228819 Geographic disparities in levels of health insurance coverage for US children

Monday, November 8, 2010 : 11:30 AM - 11:50 AM

Michael D. Kogan, PhD , Office of Epidemiology, Policy and Evaluation, HRSA/ Maternal and Child Health Bureau, Rockville, MD
Paul Newacheck, DrPH , Institute of Health Policy Studies, University of California, San Francisco, San Francisco, CA
Stephen J. Blumberg, PhD , National Center for Health Statistics, Centers for Disease Control and Prevention, Hyattsville, MD
Reem M. Ghandour, DrPH, MPA , Office of Epidemiology, Policy and Evaluation, Maternal and Child Health Bureau, Rockville, MD
Gopal K. Singh, PhD , Office of Data and Program Development, HRSA/Maternal and Child Health Bureau, Rockville, MD
Bonnie B. Strickland, PhD , Maternal and Child Health Bureau/Division of Services for Children with Special Health Care Needs, Health Resources and Services Administration, Rockville, MD
Peter C. Van Dyck, MD, MPH , Maternal and Child Health Bureau, HRSA, Rockville, MD
National and state-level efforts have sought to increase access to health insurance coverage for children. Previous state comparisons of children's health coverage have only examined variations in current insurance status. However, research indicates that both periods without insurance and being underinsured (having insurance that does not sufficiently meet the child's needs) put children at higher risk for adverse outcomes. We used the 2007 National Survey of Children's Health (N=91,642) to measure state-level variation in level of health insurance coverage. We used indicators of insurance adequacy and continuity to create a four-level variable: children who were never insured during the past year; children who had periods without insurance in the last year; children who had continuous but inadequate coverage (the underinsured); and children who had continuous and adequate coverage.
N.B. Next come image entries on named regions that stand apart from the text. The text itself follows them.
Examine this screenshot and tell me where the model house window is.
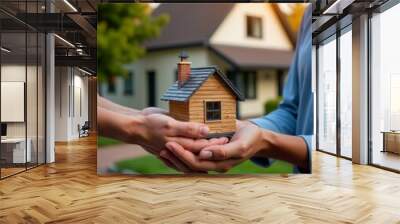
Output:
[206,101,221,121]
[124,71,134,96]
[246,16,262,39]
[369,4,400,170]
[107,76,115,94]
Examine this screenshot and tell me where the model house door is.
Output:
[147,71,157,107]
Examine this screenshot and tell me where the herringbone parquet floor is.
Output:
[0,137,400,224]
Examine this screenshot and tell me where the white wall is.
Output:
[210,3,292,50]
[55,67,89,141]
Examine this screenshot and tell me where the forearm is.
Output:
[97,95,141,115]
[256,130,308,168]
[97,107,144,144]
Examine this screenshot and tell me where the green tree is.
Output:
[97,3,169,81]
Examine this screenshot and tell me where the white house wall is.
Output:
[210,3,292,50]
[239,70,278,118]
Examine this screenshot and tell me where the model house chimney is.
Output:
[178,51,191,87]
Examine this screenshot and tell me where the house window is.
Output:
[107,76,115,94]
[243,72,257,99]
[246,16,262,39]
[124,72,134,96]
[206,101,221,121]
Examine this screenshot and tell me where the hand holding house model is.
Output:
[161,52,244,138]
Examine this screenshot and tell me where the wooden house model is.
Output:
[161,53,244,137]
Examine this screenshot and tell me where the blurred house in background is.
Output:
[100,3,295,118]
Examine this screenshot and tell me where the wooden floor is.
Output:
[0,137,400,223]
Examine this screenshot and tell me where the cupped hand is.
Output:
[166,121,267,172]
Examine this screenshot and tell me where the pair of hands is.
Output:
[138,109,266,173]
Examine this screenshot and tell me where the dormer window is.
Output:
[246,16,263,39]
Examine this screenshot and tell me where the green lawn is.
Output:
[97,136,121,147]
[114,155,293,174]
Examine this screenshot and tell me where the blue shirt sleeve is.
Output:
[250,6,312,173]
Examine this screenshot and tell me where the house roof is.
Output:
[161,66,244,102]
[210,44,293,69]
[146,3,235,50]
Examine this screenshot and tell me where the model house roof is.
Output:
[161,66,244,102]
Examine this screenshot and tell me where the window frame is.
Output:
[204,100,222,123]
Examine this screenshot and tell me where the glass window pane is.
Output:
[318,39,337,153]
[340,31,353,158]
[371,4,400,170]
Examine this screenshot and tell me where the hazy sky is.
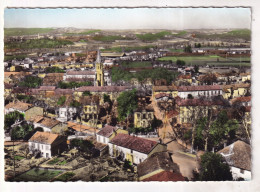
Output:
[4,8,251,30]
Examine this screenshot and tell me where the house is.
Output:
[57,107,77,122]
[223,83,251,99]
[134,106,154,128]
[177,85,222,98]
[108,133,167,164]
[42,73,64,86]
[176,99,225,124]
[230,96,251,107]
[28,131,67,158]
[97,125,118,145]
[63,70,95,81]
[218,141,251,180]
[137,152,185,181]
[74,86,131,100]
[5,101,43,121]
[240,73,251,82]
[30,116,66,132]
[153,85,178,98]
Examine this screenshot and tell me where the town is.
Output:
[4,28,251,182]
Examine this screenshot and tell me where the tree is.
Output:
[195,152,233,181]
[176,59,185,66]
[117,89,137,121]
[19,75,42,88]
[4,111,24,132]
[184,45,192,53]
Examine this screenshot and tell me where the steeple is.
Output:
[96,49,101,63]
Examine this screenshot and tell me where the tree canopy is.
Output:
[117,89,137,121]
[19,76,42,88]
[194,152,233,181]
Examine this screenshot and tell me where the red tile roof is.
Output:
[231,96,251,104]
[76,86,130,92]
[110,133,157,154]
[142,171,185,181]
[97,125,118,137]
[29,131,59,144]
[5,102,33,111]
[178,85,222,92]
[155,93,171,99]
[67,71,95,75]
[176,99,224,106]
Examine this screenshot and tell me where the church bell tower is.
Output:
[95,50,104,86]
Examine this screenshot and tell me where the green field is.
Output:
[159,55,250,66]
[4,55,27,61]
[196,29,251,41]
[14,168,63,181]
[63,29,101,35]
[54,172,75,181]
[93,35,131,42]
[136,31,172,41]
[121,61,152,68]
[103,45,155,52]
[4,39,73,49]
[4,28,54,36]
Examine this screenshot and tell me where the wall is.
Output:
[24,107,43,121]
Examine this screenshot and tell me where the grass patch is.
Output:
[136,31,172,41]
[5,39,73,49]
[103,46,155,52]
[93,35,132,42]
[4,55,27,61]
[14,155,25,161]
[4,28,54,36]
[54,172,75,181]
[169,48,184,53]
[57,160,67,165]
[121,61,152,68]
[47,158,60,165]
[14,168,63,181]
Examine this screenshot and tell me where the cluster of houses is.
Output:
[4,48,251,181]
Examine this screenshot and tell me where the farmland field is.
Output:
[4,28,54,36]
[14,168,63,181]
[159,55,250,66]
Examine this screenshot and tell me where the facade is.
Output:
[32,116,63,132]
[178,85,222,99]
[218,141,251,181]
[95,50,104,86]
[57,107,77,122]
[134,107,154,128]
[28,131,66,158]
[137,152,185,181]
[97,125,118,145]
[108,133,167,164]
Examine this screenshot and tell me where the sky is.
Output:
[4,8,251,30]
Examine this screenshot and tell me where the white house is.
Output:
[29,131,66,158]
[177,85,222,98]
[32,116,62,132]
[97,125,118,145]
[218,141,251,181]
[57,107,77,122]
[63,70,95,81]
[108,133,167,164]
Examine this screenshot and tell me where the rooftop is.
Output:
[5,101,33,111]
[110,133,157,154]
[97,125,118,137]
[178,85,222,92]
[137,152,179,177]
[29,131,59,144]
[218,141,251,171]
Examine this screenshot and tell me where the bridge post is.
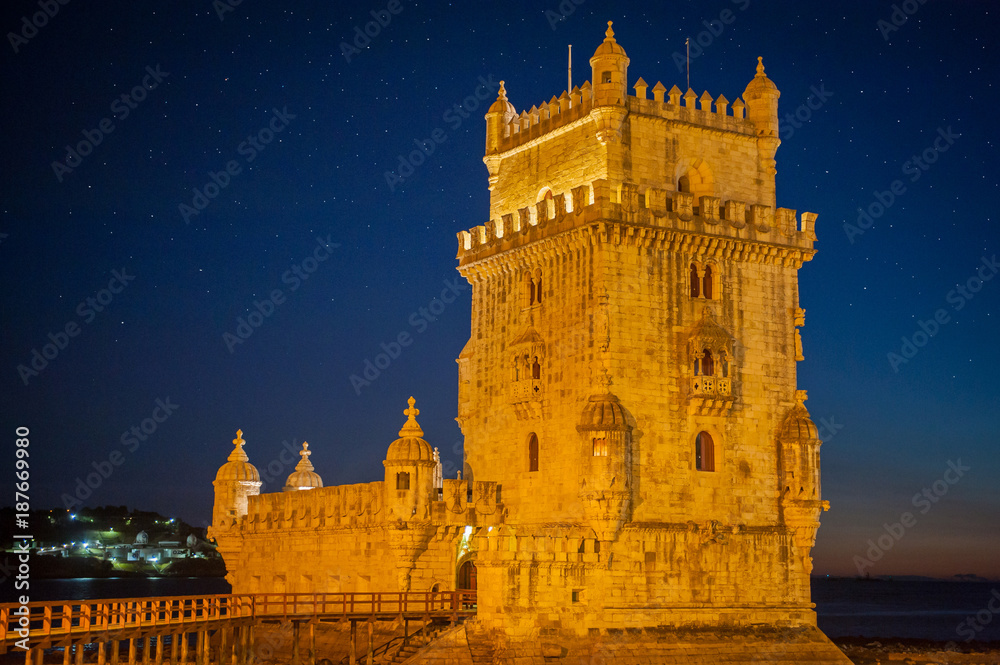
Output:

We calculated unadjusted and adjusted levels of insurance coverage across states. Wide geographic variations across each level of insurance were found. There was more than a 20-fold difference in the percent of children who were never insured, from 0.4% in Massachusetts to 10.8% in Nevada and over a 3-fold difference in the percent who had periods without insurance, from 5.4% in Massachusetts to 16.9% in Mississippi and a 2-fold difference in the percent who were underinsured, from 14.2% in Hawaii to 27% in Minnesota. Only 55.5% of children in Montana had continuous and adequate coverage compared to 78.6% in Hawaii. State-based patterns of health insurance adequacy can guide national and state efforts to improve access to health insurance coverage for children.

Learning Areas:
Epidemiology
Provision of health care to the public
Public health or related public policy
Public health or related research

Learning Objectives:
1. Compare the levels of health insurance coverage across states. 2. Identify the states with the highest and lowest levels of children who were never insured, sometimes insured, and underinsured. 3. Formulate possible reasons for the large disparities across states and how these can be applied nationally.

Keywords: Children, Health Insurance

Presenting author's disclosure statement:

Qualified on the content I am responsible for because: I am the project officer on this study, and I have published manuscripts on related topics.
Any relevant financial relationships? No

I agree to comply with the American Public Health Association Conflict of Interest and Commercial Support Guidelines, and to disclose to the participants any off-label or experimental uses of a commercial product or service discussed in my presentation.